これまでの話をまとめますと、生産性重視の「攻めの省エネ対策」で大切なことは、低コストでありながら大きな効果が期待できる運用改善を中心に組み立てること。人と組織を動かす「運用改善」で大切なことは、マニュアル作りではなく、現場を楽にする行動管理であるということです。

現場まかせの省エネでは現場の負荷を増やすだけ

会社は、分厚い「省エネマニュアル」を作りますが、これを現場サイドから見ると、膨大な管理業務と手間のかかる作業が新たに追加されることと同じです。また、省エネ活動にかかる工数は、空調管理だけでもざっと見積もっても年間数百時間に上ります。

例)「ルール:2時間に1回、温度設定を見直しましょう」

  • 管理エリア:6箇所 ・7回/日×6ヵ所×360日=15120回
  • 指示命令:5秒/1活動→5秒×15120回=75600秒(21時間/年)
  • 活動:30秒/1活動(実温チェック、温度変更、記録)  →30秒×15120回=453600秒(126時間/年)

しかしながら、現場の負荷がどれくらい増えるのかを算出している企業は少なく、現場まかせになっていることが多いようです。

現場想いの行動管理で攻めの省エネを継続できる

省エネに限らずこれからも現場の負荷は増え続けます。しかし、増えた業務を効率よく処理できる現場ばかりではありません。私が見てきた現場は、処理できていないほうが多かったように感じます。このような現場では省エネ活動は通常業務から削除され、マニュアルはゴミと化します。

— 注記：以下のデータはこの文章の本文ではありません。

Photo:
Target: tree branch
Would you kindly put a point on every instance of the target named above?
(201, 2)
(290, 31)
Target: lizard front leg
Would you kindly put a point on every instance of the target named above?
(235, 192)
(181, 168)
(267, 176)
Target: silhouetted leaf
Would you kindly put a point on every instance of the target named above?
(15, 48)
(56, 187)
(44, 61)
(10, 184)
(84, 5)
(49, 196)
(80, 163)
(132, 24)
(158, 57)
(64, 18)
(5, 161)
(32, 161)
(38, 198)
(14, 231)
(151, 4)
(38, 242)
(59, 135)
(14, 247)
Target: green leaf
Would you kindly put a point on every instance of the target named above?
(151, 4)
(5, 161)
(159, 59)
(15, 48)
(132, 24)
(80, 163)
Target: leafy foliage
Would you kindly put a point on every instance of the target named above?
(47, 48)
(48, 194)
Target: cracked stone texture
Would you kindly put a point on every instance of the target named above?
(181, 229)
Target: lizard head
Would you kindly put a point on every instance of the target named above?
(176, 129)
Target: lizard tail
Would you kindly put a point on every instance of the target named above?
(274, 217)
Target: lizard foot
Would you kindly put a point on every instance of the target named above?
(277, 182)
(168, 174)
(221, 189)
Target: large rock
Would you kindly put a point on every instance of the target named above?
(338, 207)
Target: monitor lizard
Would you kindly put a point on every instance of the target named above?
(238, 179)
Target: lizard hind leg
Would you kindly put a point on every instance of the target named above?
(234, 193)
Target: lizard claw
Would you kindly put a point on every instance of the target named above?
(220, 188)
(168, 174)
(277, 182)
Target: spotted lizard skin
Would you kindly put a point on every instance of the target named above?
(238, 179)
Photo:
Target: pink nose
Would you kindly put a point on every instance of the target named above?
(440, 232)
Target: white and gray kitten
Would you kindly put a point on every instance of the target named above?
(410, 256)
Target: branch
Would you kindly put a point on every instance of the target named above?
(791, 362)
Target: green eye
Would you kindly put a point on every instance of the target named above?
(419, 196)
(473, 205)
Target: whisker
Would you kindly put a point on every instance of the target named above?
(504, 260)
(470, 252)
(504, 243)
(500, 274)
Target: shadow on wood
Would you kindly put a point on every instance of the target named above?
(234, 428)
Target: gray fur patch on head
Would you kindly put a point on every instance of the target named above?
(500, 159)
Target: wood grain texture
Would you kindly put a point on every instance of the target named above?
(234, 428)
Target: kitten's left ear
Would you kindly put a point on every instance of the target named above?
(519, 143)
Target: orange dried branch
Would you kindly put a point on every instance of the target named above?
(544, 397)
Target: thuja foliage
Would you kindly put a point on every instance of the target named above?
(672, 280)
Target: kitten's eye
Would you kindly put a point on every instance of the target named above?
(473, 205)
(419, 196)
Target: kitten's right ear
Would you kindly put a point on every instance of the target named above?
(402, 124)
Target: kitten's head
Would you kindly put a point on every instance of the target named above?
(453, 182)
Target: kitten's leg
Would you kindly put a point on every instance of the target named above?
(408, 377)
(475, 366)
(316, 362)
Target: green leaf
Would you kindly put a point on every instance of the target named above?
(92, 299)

このような状況だからこそ、むやみやたらにルールを作るのではなく、

  1. やるべきこと(量)を決め
  2. 決めたことを正確に実践すること(質にこだわる)

意味があります。

実際に、私はさまざまな施設で現場の状況を見て「この照明の管理は手間がかかるので止めましょう」というように活動を制限することも指示してきました。また、正確に実践するための手段として、個人ではなく全員が同じ時間に集中的に活動するような指導も行ってきました。すべては主業務に専念できるように、現場の負荷を減らそう、楽にしてあげようという思いであり、それが形(指導方針)になっただけです。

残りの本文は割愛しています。